31 Gij moogt voor het leven van een moordenaar, die des doods schuldig is, geen losgeld aannemen; want hij moet ter dood worden gebracht.
Moreouer ye shall take no recompense for the life of the murtherer, which is worthy to die: but he shalbe put to death.
32 Evenmin moogt gij voor iemand, die naar een vrijstad gevlucht is, losgeld aannemen, om vóór de dood van den hogepriester terug te keren en zijn land te bewonen.
Also ye shall take no recompense for him that is fled to the citie of his refuge, that he should come againe, and dwell in the lande, before the death of the hie Priest.
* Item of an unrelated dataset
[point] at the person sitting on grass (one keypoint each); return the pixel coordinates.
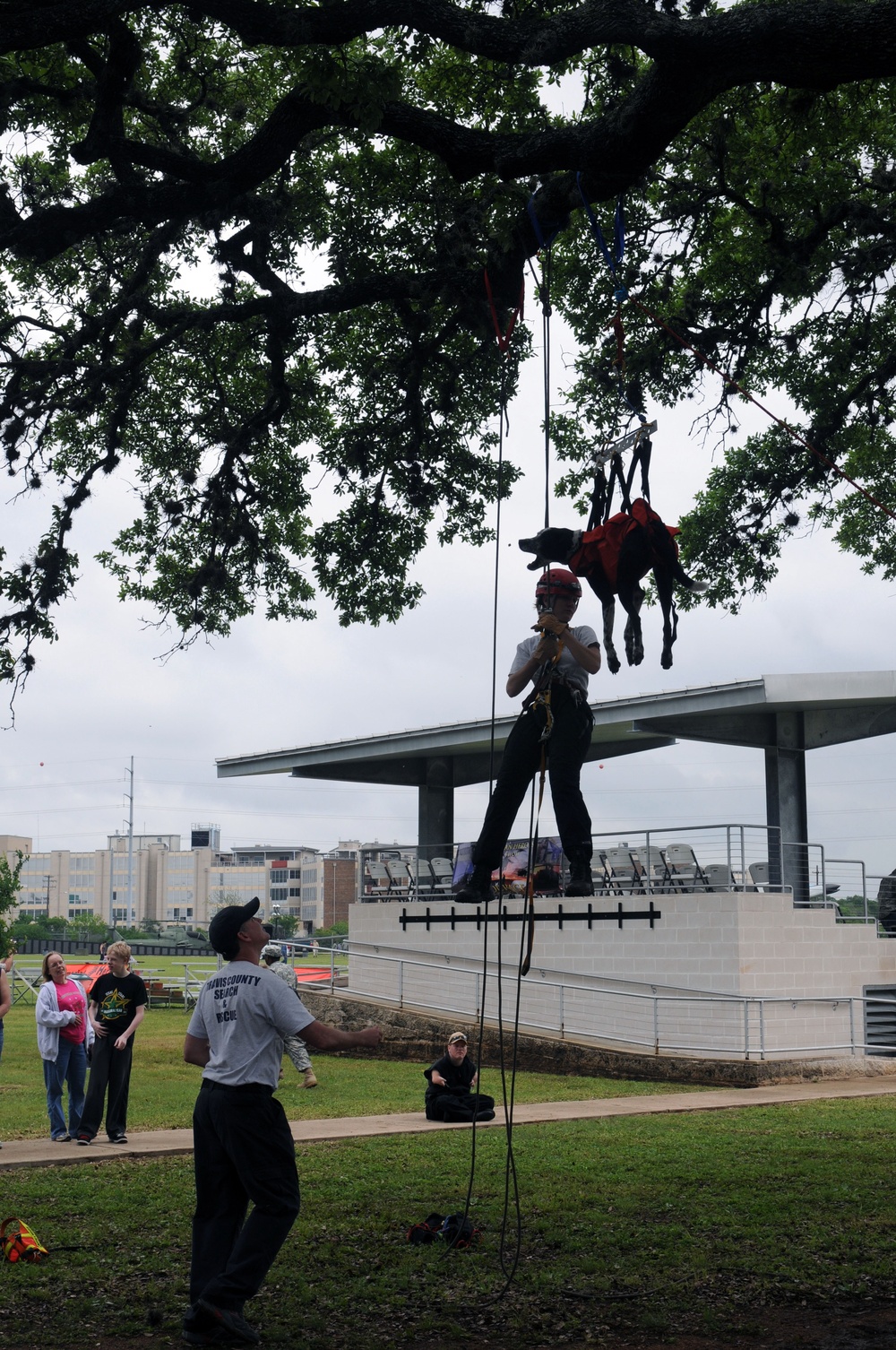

33 Neen, gij moogt het land, waar gij woont, niet ontwijden! Want bloed ontwijdt het land; en voor het land, waarop bloed is vergoten, kan geen verzoening worden verkregen, dan door het bloed van hem, die het vergoten heeft.
So ye shall not pollute the land wherein ye shall dwell: for blood defileth the land: and the land cannot be clensed of the blood that is shed therein, but by the blood of him that shed it.
34 Bezoedelt dus het land niet, waar gij woont, en waarin ook Ik woon; want Ik, Jahweh, woon te midden van Israëls kinderen.
Defile not therefore the lande which yee shall inhabite, For I dwell in the middes thereof: for I the Lord dwel among the children of Israel.